Elara expects Zomato to do well as traction in food delivery and quick commerce strengthens. The food delivery segment may continue to see good execution with healthy double-digit growth GOV may continue to be user-backed, led by mid single-digit growth in order frequency and AOV, it said.

“We estimate 8.7 per cent QoQ/60.5 per cent YoY revenue growth for consolidated business in Q2FY25. Adjusted revenue of Food delivery business to grow by 2.8 per cent QoQ/19.7 per cent YoY, driven by volume growth. We expect consolidated Ebitda margin to contract by 30bps QoQ,” said Nuvama.
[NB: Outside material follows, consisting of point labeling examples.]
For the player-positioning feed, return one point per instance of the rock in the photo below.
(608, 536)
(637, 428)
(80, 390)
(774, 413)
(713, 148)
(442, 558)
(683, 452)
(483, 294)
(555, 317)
One 97 Communications Ltd (Paytm)
Emkay Global expects Paytm to clock a revenue of Rs 1,646.5 crore, falling 35 per cent YoY but up 10 per cent QoQ. The fintech player may report an ebitda loss of Rs 276 crore, while net profit is seen at Rs 667.6 core for the quarter due to one-off gains from sale of the entertainment business.

Paytm is likely to report ebitda before ESOP loss due to continued softness in the payments/lending business, partly offset by cost rationalization. However, a one-off gain from the sale of entertainment business could turn Paytm into net profit positive, said Emkay which has an ‘add’ rating on the stock with a target price of Rs 750.
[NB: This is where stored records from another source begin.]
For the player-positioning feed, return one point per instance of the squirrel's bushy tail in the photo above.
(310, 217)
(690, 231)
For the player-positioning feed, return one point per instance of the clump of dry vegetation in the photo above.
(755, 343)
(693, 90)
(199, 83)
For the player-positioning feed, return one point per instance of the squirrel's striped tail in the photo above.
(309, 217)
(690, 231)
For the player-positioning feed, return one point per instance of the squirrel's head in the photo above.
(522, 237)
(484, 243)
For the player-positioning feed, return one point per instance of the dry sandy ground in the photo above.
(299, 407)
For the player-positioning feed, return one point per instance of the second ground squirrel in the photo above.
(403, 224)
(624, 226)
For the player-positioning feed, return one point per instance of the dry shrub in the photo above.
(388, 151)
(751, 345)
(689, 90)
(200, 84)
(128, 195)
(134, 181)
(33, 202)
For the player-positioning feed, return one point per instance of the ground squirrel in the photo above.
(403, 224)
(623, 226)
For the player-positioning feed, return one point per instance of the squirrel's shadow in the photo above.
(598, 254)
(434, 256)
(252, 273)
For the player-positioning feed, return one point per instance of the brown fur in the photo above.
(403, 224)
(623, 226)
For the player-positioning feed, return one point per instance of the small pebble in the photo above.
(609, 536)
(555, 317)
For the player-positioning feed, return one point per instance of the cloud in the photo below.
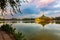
(42, 3)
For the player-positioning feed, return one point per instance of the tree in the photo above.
(14, 4)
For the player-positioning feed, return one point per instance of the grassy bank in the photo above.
(10, 30)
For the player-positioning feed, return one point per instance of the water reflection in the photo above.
(34, 31)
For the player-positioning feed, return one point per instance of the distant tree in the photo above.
(14, 4)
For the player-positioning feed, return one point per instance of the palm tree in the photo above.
(13, 4)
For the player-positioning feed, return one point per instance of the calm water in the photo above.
(34, 31)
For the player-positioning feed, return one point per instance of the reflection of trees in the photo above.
(57, 21)
(43, 23)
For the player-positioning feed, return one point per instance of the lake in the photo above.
(34, 31)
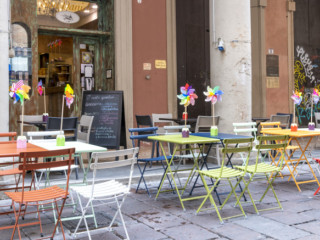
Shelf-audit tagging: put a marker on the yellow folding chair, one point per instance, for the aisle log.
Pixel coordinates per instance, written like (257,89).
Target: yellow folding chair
(261,169)
(289,151)
(224,173)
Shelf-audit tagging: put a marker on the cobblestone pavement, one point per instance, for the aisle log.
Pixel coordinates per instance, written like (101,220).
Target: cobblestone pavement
(147,218)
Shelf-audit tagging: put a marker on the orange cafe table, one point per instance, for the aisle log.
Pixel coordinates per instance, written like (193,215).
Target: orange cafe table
(9,149)
(291,163)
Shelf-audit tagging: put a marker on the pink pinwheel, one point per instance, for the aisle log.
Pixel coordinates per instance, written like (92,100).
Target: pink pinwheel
(297,97)
(187,95)
(315,95)
(213,95)
(39,88)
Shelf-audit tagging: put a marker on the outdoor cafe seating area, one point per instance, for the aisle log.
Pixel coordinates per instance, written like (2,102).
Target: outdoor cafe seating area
(190,164)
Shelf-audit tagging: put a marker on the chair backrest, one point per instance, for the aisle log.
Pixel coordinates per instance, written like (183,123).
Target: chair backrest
(170,130)
(68,124)
(265,125)
(43,134)
(156,122)
(141,134)
(317,119)
(144,121)
(31,118)
(30,162)
(7,137)
(272,142)
(205,122)
(290,114)
(175,129)
(248,128)
(232,146)
(84,128)
(283,119)
(131,159)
We assume 2 per cent QoQ de-growth in payments services to consumers, 10 per cent QoQ growth in payments services to merchants and 10 per cent QoQ growth in financial services and others and arrive at an overall growth in Revenue from operations of 8 per cent QoQ, said YES Securities.

“We forecast payment processing charges (PPC) as a proportion of payments revenue to be at 57 per cent. We arrive at a total expenses (ex PPC) de-growth of -4 per cent QoQ, resulting in an Ebitda margin of -39.1 per cent,” it said.

Adani Green Energy Ltd
AGEL reported largely in-line operating performance in Q2FY25 with operational RE capacity of 11.2GW at the end of September 2024. We reiterate our positive stance on AGEL, led by RE capacity CAGR of 30 per cent during FY24-30E, combined with improving CUF, rising share of merchant-C&I volumes, and concentrated development, said Emkay Global.

“The announcements pertaining to JV with Total Energies for 1.15GW RE capacity at Khavda led by the $444 million investment, MSEDCL’s award for supply of 5GW solar power at an attractive tariff of Rs2.7/kWh, and the C&I opportunity with Google, re-affirm our overall outlook on the stock,” it said with a ‘buy’ rating and a target price of Rs 2,550.